Marmalade was the first preserve that we made. We were so proud of it that we could hardly bear to move it from the worktop to the larder, let alone eat it. Eventually we opened the first jar and lavished it on slice after slice of hot buttered toast.

We immediately christened it Intellectual Marmalade as so much ground work, research and care had gone into its manufacture. Visitors who spotted the label were wary of it at breakfast. Would it somehow have an effect on the brain? When they saw us slopping it onto our toast they happily did the same. No one ever mentioned the name.

We like dark old fashioned marmalade. We couldn’t find a recipe for this so we based our recipe on the classic Seville Orange Marmalade in Delia’s Complete Illustrated Cookery Course. We ignored the rolling boil stage and then let it simmer slowly for hours to achieve the dark colour and depth of taste. We tested it for set every twenty minutes. It nearly killed me (I was up for most of the night). Simmering for hours was a key tip from my mother whose marmalade is excellent (I suspect that her inspiration is Mrs Beeton, with knobs on). She wasn’t forthcoming when we dared to ask for the recipe. Update: my mother uses a Pru Leith recipe and adds a couple of tablespoonfuls of molasses to get the dark colour. We recommend the Delia recipe – but simmered very gently for a good six hours to achieve the dark colour and depth of taste naturally. However, I would recommend tasting it every hour or so. When you get the flavour that suits your palate bring the marmalade to a rolling boil immediately and test every 15 minutes for set.

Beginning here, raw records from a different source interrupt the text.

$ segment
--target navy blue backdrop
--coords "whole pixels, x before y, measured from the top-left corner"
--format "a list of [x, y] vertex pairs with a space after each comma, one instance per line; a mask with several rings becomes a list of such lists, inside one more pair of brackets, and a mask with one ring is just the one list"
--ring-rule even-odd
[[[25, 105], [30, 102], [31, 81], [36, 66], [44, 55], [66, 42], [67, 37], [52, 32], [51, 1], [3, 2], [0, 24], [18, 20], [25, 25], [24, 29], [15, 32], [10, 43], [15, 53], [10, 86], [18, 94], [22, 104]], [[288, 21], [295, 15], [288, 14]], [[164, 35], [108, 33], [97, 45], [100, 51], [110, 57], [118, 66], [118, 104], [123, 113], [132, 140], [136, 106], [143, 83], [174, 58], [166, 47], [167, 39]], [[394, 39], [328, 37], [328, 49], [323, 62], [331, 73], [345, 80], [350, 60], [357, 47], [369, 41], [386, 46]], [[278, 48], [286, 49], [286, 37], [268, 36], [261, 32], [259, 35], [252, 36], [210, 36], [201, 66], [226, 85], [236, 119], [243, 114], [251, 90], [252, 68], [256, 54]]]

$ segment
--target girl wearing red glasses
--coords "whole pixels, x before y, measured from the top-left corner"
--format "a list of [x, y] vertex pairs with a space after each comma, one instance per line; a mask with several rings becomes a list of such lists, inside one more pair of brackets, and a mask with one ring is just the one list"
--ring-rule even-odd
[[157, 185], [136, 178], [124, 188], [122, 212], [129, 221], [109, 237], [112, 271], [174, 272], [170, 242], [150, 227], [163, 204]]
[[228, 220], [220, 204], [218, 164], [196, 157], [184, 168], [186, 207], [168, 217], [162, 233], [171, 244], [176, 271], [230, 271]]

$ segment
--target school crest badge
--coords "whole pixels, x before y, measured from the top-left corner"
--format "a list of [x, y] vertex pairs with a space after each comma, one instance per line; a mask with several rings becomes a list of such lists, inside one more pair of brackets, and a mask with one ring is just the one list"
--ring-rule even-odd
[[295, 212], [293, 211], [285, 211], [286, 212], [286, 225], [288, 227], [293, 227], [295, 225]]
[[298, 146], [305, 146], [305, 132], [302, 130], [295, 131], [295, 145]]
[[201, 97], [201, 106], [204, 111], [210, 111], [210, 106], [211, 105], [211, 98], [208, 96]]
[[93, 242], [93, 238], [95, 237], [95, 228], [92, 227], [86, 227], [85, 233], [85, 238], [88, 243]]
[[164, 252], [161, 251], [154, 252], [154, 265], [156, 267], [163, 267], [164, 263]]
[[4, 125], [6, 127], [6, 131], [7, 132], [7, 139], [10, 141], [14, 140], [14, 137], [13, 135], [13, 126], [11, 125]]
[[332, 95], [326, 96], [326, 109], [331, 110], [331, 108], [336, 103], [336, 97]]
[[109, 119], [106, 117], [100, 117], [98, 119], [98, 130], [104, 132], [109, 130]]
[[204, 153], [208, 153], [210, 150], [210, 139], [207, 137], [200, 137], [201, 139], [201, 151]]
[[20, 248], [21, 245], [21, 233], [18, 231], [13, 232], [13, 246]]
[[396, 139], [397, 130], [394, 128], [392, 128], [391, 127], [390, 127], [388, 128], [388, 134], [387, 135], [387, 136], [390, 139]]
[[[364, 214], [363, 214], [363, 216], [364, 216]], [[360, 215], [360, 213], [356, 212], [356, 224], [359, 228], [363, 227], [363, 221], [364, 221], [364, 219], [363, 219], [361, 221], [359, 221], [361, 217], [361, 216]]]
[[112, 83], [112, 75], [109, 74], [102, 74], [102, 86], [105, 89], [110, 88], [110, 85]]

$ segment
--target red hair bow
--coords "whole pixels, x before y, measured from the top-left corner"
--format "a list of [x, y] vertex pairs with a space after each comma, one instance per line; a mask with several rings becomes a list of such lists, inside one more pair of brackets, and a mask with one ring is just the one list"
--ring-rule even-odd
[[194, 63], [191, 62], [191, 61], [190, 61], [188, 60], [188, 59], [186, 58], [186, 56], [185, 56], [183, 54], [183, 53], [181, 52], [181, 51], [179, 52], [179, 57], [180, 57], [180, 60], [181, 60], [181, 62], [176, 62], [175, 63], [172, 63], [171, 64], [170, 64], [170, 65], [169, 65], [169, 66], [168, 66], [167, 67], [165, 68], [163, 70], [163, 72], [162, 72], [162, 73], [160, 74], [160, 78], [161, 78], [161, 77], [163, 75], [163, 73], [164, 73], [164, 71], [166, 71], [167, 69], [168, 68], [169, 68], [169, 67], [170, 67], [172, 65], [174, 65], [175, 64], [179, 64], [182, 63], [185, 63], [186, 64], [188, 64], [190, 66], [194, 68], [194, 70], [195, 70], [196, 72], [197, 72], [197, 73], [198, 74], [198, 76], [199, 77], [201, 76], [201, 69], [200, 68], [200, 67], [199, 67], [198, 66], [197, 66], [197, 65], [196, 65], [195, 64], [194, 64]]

Marmalade can be a bit of a palaver. It starts with hunting down and bagging the fruit. Despite many forays I couldn’t find any Seville oranges this year. Just as I was about to give up I saw them twinkling out in the Cambridge market on Monday. Investing my small change in three kilos of the fruit, I staggered back to the car park with just enough cash to release Jalopy from the gloomy depths.

Having made no notes on the timings of our Intellectual Marmalade recipe, I couldn’t face another day/night of babysitting the bubbling vats. I was determined to find the best old fashioned marmalade recipe, with proper timings. A couple of days ago I discovered a Dark Chunky Marmalade recipe on Delia Online. It’s made in two steps, so it’s great if you are working full time as you can spread the process over two evenings (I would recommend a spreading the task over a weekend unless your evening starts at 15.00 hours). Seville oranges will survive happily in the fridge for at least a week. They keep for months in the freezer and, if you have the room, you can stash them and make fresh marmalade throughout the year.

We have finally made Delia’s Dark Chunky Marmalade. We combined her recipe with our method and simmered ours for a good six hours before setting point was reached. It looks divine and tastes even better than my mum’s. I’m amazed that Paddington Bear hasn’t dropped by.

N.B. If you try this recipe, the poaching liquid is used in the final marmalade. The recipe isn’t very clear on this point and I found the answer in the DeliaOnline forum (press the Community button on her site to access this great resource). Also you need a very large pot! To stop all the peel rising to the top of the jars let the marmalade cool a little before bottling in sterlised jars.

Update January 14th 2011

We now have several new recipes for Seville orange marmalade to suit every taste:

A super three fruit marmalade. A best seller on our gateside stand.

Easy Seville orange marmalade. This fine shredded marmalade is a classic and gets the thumbs up from my mum and is really easy to make!

Seville orange and quince marmalade. Lots of deep flavours in this orange and quince mix.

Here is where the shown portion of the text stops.